Union members continued to make more money and saw stronger wage growth than non-union counterparts last year, according to data released Friday by the Bureau of Labor Statistics.
But despite earning employees larger compensation and seeing their ranks grow, unions represented a smaller percentage of the workforce in 2014.
Median weekly earnings of union members and workers represented by unions increased by $20 and $21 respectively, to $970 and $965. Non-union workers, meanwhile, only saw median weekly wages increase by $13, to $763.
The total number of union members and workers represented by unions increased by 48,000 and 124,000 to just under 14.6 million and 16.2 million. The rates of membership and representation, however, fell by 0.2 and 0.1 percent, to 11.1 and 12.2 percent.
Two bright spot for labor unions, in terms of rate growth, occurred in the public sector and among women who identify as Asian. The rate of union membership and representation for Asian women was up by 1.9 and 1.8 percent, to 11.8 and 12.6 percent. The rate of public sector workers belonging to and represented by unions was up by 0.4 and 0.5 percent, to 35.7 and 39.2 percent.
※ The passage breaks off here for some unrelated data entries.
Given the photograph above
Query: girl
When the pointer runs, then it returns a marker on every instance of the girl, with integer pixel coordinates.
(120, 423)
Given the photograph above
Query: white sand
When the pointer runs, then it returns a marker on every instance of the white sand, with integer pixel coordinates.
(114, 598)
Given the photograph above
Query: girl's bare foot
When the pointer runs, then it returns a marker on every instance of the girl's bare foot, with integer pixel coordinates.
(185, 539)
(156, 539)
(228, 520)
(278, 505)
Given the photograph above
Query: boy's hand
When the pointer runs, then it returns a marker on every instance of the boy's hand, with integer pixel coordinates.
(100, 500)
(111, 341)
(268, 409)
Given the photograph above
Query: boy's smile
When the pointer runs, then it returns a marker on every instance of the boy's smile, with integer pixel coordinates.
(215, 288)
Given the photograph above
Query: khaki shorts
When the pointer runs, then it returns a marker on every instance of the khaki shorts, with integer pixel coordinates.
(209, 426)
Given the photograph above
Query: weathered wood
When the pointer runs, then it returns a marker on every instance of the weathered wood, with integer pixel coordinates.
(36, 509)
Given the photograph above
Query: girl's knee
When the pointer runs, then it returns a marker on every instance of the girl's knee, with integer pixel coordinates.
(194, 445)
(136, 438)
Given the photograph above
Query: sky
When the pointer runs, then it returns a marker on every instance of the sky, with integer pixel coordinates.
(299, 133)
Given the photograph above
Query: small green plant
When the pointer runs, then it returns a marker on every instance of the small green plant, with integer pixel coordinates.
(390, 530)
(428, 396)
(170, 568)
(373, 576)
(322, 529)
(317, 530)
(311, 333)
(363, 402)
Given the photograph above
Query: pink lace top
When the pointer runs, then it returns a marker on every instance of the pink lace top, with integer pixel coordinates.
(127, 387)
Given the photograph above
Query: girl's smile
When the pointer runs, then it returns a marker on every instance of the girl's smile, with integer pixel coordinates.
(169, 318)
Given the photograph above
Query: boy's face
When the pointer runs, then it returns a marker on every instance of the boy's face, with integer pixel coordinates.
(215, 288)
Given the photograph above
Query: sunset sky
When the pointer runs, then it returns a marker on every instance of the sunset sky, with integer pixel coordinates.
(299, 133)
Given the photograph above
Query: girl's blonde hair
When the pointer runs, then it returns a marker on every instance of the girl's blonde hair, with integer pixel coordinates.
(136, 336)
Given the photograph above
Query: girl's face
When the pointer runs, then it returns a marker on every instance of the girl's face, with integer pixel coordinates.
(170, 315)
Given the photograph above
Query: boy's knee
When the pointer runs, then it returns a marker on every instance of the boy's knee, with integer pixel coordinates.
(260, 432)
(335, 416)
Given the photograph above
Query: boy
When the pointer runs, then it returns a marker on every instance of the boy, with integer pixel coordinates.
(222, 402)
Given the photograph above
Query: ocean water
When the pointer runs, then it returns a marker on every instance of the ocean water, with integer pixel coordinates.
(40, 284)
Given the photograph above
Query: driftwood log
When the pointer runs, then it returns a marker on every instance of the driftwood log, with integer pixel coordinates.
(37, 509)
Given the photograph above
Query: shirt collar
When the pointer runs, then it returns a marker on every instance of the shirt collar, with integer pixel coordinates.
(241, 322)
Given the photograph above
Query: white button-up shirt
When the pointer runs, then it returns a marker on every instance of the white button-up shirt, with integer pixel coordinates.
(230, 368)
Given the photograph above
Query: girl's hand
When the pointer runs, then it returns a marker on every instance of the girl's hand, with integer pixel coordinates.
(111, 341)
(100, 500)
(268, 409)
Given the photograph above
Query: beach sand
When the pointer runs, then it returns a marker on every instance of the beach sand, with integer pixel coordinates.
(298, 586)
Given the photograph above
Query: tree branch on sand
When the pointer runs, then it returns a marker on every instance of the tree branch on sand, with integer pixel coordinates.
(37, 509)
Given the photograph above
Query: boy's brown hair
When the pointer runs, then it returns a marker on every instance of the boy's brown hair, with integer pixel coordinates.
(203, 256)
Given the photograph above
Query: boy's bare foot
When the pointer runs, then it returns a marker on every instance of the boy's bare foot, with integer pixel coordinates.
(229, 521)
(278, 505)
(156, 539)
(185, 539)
This week, President Obama became the first President to mention American labor unions in a State of the Union speech since Ronald Reagan, in 2013, praised the US for having “free trade unions”–institutions he very much sought to weaken.
Tuesday night, Obama said that the country needs “laws that strengthen rather than weaken unions, and give American workers a voice,” without offering specific details.
In 2004, President George W. Bush did mention organized labor, but in the context of using the National Endowment for Democracy to export “free elections and free markets, free press and free labor unions” to the Middle East.